I'd like to offer a different perspective. Almost every school night for the last two years, I sit down at the dining room table to help my son with his middle school math homework. Most of the time, he doesn't need help, just encouragement. This year there have been more times when he needs help with math and also science. One night last week I had to text three physics teachers to get help with something he was assigned. About once a week I ask "what do the kids without a science teaching mom do when they need help?"
When teachers are absent, we leave lesson plans for our substitute teachers to follow. When kids go home with their school assignments, they sit down at dining room tables to complete the work and their parents, who function essentially as de facto substitute teachers, try to help and support them. Without lesson plans. Without extra information or professional development or degrees in education, parents won't necessarily understand what an assignment is trying to accomplish. Or how a skill is foundational. Or why we would try to solve a problem three or four different ways. They just want to help their kids. And we could probably do a better job at helping them do just that.

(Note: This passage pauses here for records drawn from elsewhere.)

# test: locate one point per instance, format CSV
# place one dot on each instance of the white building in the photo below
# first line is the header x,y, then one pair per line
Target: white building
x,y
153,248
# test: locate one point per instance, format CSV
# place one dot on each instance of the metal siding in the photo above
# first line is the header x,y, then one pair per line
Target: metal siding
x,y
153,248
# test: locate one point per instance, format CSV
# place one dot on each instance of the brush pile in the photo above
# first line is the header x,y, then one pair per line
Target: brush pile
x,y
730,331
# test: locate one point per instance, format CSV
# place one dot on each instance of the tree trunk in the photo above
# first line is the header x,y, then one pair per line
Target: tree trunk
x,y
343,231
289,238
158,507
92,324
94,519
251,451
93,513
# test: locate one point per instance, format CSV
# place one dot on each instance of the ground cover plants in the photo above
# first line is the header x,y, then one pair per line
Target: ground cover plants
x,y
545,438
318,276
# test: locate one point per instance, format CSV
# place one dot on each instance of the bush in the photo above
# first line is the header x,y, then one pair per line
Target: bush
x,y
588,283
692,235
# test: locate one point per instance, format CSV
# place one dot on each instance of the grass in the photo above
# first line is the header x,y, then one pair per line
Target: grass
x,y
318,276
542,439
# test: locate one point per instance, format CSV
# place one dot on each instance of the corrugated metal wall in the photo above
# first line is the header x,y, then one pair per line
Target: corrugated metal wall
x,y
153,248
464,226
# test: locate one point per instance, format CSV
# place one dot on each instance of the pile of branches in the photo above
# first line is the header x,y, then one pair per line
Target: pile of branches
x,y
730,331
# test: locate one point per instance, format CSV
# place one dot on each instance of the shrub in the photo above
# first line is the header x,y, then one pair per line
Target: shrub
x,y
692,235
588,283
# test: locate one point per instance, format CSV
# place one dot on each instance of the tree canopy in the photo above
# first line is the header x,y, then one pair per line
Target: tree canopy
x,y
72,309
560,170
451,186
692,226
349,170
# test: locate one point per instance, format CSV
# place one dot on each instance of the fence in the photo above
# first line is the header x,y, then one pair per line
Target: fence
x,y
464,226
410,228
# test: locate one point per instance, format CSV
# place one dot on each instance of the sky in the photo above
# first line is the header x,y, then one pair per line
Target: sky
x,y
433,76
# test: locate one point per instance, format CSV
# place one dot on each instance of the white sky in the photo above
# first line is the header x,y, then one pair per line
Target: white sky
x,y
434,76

For two years, my son has been solving diamond problems in math. I didn't know why. And neither did he. He just did them. This month he started factoring quadratics and one night at the table, he told me, "Mom, this is why we've been doing all those diamond problems. They make the thinking we have to do now easier." That was a cool moment, but it took us two years and a lot of diamonds to get there.
Maybe Pixar meant to take a shot at the Common Core. Maybe, as others have pointed out, because the story is set in the 1960s when the phrase "New Math" was born, the shot they took is at that. Or maybe Pixar capitalized on the timeless, common experience that all parents have shared - that feeling when you look at the work your child does, work that looks different from what you did, and you don't know how to help. The "math is math" rant makes us laugh, not because it's about math, but because we have all been there about something.
For my part, I think the trailer makes the movie look great. I can't wait to see it. Between now and then (June 15!), I am going to give some thought to how I can do a better job at helping parents support their kids while they learn chemistry.